I was raised by storytellers. An important story of my family’s survival is that my great grandmother -- with whom I was close as a child -- was raised in a house of prostitution during the Great Depression; her mother was the madam. At a young age, I thought of the body as a commodity. With clay, I’m able to edit and shape the narrative. I push against the concept of the ideal body as it is shown in sculpture through history and throughout a lifetime, especially given that, in our culture, the ideal body seems to be the only one that is truly authorized. Even for the ideal female body, that authorization comes from those in power, rarely from the woman herself.
Truncation is a theme in my work; this too might come from family stories. My great grandfather was a double amputee from World War II. Truncation in art raises questions -- what does society want to see; what does it hide and excise; how does truncation reveal how women's bodies are discussed in parts and pieces? The interpretation can be seen as what’s lost, what’s there but unseen, or as what’s been taken. The lens can be our culture’s or the woman’s own -- what she does or doesn’t want to be seen or exposed.
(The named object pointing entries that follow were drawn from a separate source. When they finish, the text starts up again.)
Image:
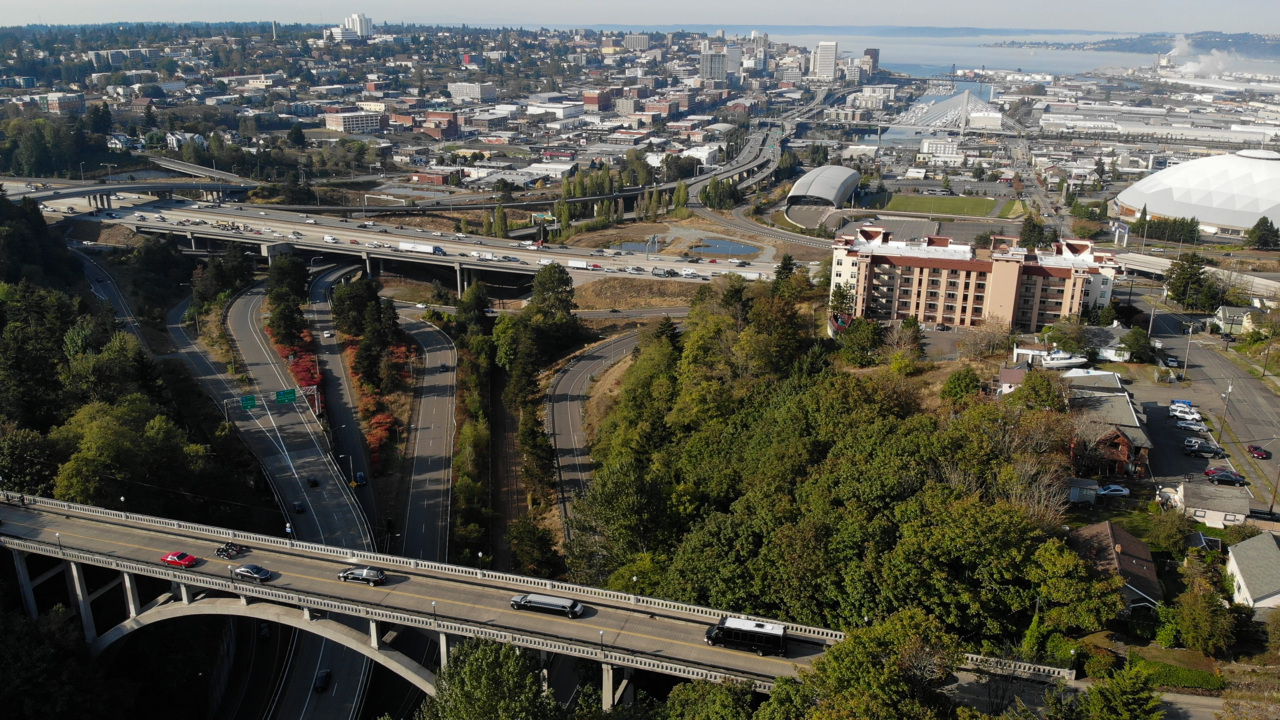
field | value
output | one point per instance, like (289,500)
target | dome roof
(1224,190)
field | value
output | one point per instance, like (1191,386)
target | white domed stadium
(1226,194)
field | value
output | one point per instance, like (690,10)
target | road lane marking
(503,610)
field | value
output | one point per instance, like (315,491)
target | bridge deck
(638,632)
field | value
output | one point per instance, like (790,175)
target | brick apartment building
(937,279)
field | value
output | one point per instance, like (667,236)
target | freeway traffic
(648,630)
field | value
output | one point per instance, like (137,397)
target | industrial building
(828,185)
(936,279)
(1226,192)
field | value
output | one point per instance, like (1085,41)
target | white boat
(1061,359)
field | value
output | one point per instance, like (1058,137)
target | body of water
(928,55)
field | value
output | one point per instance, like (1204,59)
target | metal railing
(826,636)
(433,621)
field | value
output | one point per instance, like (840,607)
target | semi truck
(421,247)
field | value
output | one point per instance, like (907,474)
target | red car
(179,560)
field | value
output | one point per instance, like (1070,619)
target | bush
(1098,661)
(1166,675)
(1061,651)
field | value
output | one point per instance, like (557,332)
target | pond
(721,246)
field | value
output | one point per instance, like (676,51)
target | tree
(1127,695)
(1262,235)
(499,222)
(703,700)
(296,137)
(960,384)
(492,680)
(286,320)
(288,273)
(892,669)
(1137,343)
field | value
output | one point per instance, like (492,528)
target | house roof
(1111,548)
(1258,563)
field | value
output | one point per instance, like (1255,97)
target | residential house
(1217,506)
(1112,550)
(1121,443)
(176,140)
(1232,319)
(1255,569)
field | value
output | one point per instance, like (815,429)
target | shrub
(1061,651)
(1098,661)
(1166,675)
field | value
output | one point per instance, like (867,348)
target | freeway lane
(568,393)
(330,514)
(663,633)
(425,533)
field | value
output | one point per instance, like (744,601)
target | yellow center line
(503,610)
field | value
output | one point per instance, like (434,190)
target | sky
(1120,16)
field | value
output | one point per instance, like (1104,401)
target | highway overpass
(617,630)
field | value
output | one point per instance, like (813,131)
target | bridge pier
(26,588)
(82,601)
(131,595)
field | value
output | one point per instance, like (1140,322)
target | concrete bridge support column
(24,586)
(131,595)
(607,687)
(83,601)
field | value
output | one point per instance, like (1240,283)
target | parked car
(252,573)
(179,560)
(370,575)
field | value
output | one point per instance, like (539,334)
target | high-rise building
(936,279)
(360,24)
(873,54)
(823,65)
(712,65)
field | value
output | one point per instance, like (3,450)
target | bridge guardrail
(824,634)
(638,659)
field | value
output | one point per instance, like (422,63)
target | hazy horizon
(1104,16)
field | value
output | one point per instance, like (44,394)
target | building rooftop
(1258,560)
(1112,550)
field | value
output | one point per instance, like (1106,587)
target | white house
(177,140)
(1255,569)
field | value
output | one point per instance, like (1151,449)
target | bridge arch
(347,637)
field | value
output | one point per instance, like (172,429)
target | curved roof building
(828,185)
(1228,192)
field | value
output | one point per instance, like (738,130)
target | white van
(547,604)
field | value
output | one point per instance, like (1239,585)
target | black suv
(370,575)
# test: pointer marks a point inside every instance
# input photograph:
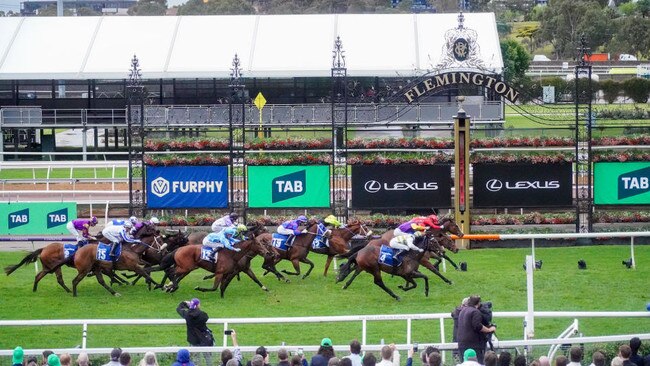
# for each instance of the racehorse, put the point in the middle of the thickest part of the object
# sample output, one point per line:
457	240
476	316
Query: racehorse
188	258
339	241
52	257
367	259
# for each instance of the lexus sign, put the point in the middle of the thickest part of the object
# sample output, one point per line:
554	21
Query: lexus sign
522	185
405	186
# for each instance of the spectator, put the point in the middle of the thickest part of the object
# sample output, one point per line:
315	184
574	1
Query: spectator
369	359
597	359
65	359
183	358
559	361
82	359
325	352
53	360
18	356
125	359
355	353
198	333
521	361
471	331
625	352
283	357
389	356
257	360
334	361
115	357
149	359
435	359
470	358
575	355
227	355
635	344
490	358
261	350
46	354
504	358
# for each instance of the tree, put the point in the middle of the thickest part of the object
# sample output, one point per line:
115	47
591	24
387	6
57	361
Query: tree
515	60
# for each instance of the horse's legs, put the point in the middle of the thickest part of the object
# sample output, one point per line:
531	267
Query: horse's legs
356	273
100	279
379	282
327	264
59	279
311	266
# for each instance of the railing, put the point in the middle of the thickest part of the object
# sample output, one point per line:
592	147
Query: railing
227	323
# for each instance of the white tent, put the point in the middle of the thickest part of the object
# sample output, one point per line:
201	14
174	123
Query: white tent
204	46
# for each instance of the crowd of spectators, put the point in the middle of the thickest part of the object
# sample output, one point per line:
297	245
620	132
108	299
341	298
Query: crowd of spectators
628	355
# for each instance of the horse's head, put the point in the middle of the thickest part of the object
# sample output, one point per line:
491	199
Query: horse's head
449	225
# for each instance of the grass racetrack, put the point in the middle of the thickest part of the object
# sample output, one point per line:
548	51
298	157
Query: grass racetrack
496	274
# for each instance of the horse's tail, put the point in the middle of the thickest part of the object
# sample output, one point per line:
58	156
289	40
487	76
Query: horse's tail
347	268
30	258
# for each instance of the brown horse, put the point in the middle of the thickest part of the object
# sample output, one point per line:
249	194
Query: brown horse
184	260
367	259
52	257
339	241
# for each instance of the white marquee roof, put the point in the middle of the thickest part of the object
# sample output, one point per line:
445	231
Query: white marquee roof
204	46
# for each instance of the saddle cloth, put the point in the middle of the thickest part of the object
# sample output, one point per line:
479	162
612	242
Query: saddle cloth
280	241
69	250
387	257
207	253
104	249
320	241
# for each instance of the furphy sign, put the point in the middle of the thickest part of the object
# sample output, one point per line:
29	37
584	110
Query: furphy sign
622	183
187	187
405	186
522	185
36	217
289	186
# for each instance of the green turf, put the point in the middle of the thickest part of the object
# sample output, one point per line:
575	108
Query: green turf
495	274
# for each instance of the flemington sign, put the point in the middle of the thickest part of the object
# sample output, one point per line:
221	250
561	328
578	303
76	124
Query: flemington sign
434	83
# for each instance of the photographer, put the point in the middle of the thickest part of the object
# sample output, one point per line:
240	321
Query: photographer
471	330
198	333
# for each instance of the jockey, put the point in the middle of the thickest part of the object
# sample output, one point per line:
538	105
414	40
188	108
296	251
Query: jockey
79	228
117	234
430	222
290	228
224	222
223	239
404	236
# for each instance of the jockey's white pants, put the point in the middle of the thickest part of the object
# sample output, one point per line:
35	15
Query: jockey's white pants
73	231
284	231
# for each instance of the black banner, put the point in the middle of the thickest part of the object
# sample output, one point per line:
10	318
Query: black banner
403	186
522	185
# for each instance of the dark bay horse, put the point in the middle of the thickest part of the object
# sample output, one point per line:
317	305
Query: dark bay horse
339	241
367	259
52	257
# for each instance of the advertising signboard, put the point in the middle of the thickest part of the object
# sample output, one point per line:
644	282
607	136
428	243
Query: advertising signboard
523	185
187	186
28	218
403	186
289	186
622	183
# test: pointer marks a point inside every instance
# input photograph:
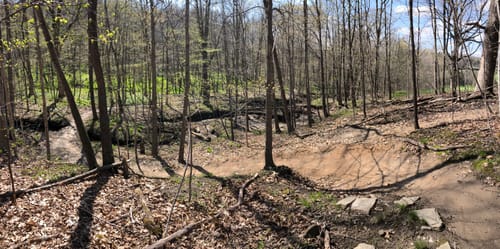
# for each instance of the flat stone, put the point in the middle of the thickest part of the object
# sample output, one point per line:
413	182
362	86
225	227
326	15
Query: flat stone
363	205
444	246
364	246
312	231
407	201
431	217
346	201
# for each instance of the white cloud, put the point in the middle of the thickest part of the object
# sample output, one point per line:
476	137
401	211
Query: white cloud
401	9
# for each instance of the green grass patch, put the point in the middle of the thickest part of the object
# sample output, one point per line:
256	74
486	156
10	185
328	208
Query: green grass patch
317	199
54	172
421	244
488	167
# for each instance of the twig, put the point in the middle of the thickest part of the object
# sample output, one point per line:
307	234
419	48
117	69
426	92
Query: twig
68	180
190	227
34	240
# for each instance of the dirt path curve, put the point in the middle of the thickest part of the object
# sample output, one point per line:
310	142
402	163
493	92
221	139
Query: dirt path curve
65	143
471	209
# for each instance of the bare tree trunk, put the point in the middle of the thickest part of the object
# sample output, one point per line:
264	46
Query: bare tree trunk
490	50
45	113
279	74
269	162
87	146
413	66
324	99
187	84
154	106
106	143
203	18
306	67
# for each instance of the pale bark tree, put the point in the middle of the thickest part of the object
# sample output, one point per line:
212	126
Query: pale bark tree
41	79
82	133
413	66
269	162
187	85
490	50
306	66
203	8
106	143
153	104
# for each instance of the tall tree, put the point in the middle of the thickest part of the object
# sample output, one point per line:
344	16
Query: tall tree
154	105
187	84
490	50
413	66
306	66
82	133
324	98
203	8
269	162
106	143
41	79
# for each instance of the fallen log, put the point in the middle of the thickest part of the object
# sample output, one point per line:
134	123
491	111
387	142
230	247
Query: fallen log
190	227
435	149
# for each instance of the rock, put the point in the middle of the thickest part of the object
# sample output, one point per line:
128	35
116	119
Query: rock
346	201
431	217
364	246
363	204
386	233
444	246
407	201
312	231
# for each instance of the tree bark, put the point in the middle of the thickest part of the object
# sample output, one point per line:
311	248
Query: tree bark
154	107
269	162
41	79
106	143
486	75
413	67
87	146
187	84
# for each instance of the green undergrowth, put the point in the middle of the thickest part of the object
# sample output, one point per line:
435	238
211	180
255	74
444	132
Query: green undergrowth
488	166
54	172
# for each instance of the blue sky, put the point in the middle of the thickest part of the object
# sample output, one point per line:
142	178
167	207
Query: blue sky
421	8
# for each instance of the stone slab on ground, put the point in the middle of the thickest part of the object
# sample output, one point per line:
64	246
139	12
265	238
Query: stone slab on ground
444	246
346	201
363	204
312	231
431	217
364	246
407	201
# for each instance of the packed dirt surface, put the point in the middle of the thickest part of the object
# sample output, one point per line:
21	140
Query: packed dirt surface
340	156
380	157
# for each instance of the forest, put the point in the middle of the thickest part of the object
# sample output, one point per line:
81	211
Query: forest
249	124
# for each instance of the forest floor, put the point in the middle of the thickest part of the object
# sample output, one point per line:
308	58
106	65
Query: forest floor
381	156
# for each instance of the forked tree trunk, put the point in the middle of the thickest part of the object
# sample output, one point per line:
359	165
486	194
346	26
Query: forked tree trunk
82	133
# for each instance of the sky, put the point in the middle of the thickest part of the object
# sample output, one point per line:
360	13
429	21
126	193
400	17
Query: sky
421	9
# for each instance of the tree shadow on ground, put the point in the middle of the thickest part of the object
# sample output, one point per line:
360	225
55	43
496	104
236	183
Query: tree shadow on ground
80	238
166	166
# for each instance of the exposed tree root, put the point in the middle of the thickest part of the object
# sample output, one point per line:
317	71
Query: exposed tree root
67	180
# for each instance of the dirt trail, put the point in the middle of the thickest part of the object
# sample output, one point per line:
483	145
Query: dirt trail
65	143
471	209
361	160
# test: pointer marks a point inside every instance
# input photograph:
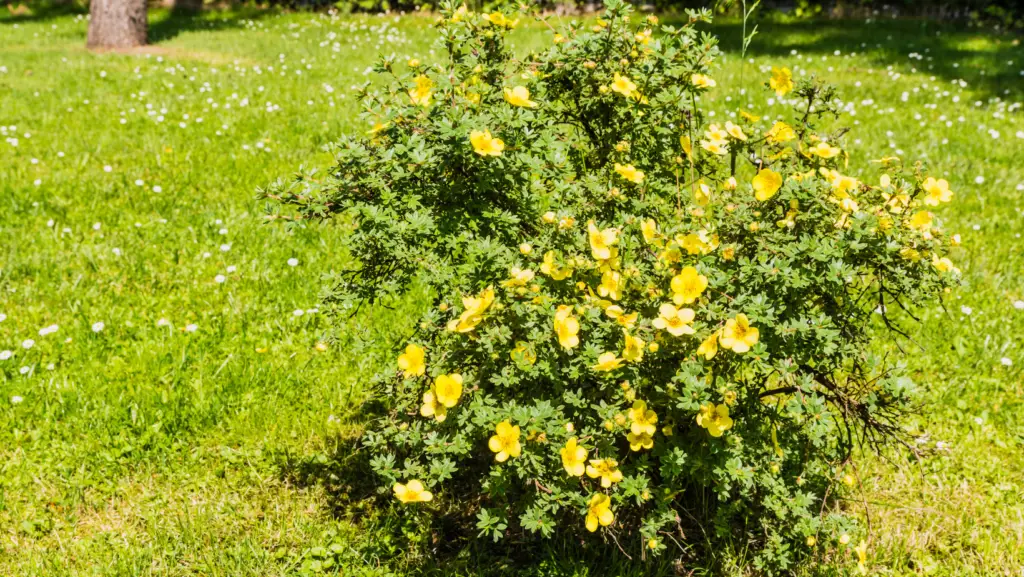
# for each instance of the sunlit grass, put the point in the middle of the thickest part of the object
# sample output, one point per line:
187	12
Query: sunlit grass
194	431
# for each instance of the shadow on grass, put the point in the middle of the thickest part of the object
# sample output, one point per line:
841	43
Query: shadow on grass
977	55
165	25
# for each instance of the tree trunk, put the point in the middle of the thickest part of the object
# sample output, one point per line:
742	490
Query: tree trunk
117	24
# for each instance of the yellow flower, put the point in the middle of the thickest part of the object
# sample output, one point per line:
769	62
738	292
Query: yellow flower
475	306
649	230
610	285
599	511
861	551
843	186
943	264
624	86
412	361
601	241
522	354
484	143
629	172
734	131
639	442
709	347
448	389
553	270
566	327
701	194
715	419
676	321
938	191
607	362
686	143
500	19
749	117
520	278
715	133
715	147
702	81
644	420
519	96
823	150
378	127
766	183
459	14
738	335
421	94
781	81
922	220
412	492
432	407
780	132
606	469
506	442
573	458
633	351
687	286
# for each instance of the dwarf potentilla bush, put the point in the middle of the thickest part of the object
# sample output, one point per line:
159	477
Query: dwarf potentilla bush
644	326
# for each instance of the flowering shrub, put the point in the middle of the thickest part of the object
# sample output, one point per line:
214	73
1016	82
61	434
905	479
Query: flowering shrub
643	325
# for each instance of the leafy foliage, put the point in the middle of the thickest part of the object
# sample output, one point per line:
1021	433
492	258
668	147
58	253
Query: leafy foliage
643	324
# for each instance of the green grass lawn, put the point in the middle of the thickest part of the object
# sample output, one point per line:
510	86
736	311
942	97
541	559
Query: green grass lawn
172	401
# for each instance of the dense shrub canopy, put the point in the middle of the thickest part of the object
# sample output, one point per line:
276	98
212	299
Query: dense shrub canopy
643	324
We are living in a world that has always had a class system, a society that loves some bodies and devalues others. We are people who all possess biases. There are huge disparities in terms of privilege when it comes to race, gender identity, nationality, sexual orientation, and ability. I am struck by the idea that the body that you are born into predetermines how you will move through the world and be treated. My personal experience, which is that of a privileged white woman, made me aware of the confines and strictures that American culture places on even the privileged female body. I create portraits of the body that reflect the world as it rises up around each of us, and each body is a commentary on the world that surrounds it.
-- Phoebe Scott
Phoebe Scott is a figurative sculptor who is currently an MFA candidate at Indian University. Having received her BFA in Sculpture from Massachusetts College of Art and Design in Boston, Phoebe Scott has assisted on projects with HandsHouse Studio, including a research trip to Greece. She studied drawing and painting in Florence, Italy, and has studied under Christina Mastrangelo at Wethersfield Academy for the Arts. She has been a resident artist at c.r.e.t.a. Rome, as well as A.I.R. Vallauris in the South of France. Her most recent residency being completed at the Worcester Center for Crafts.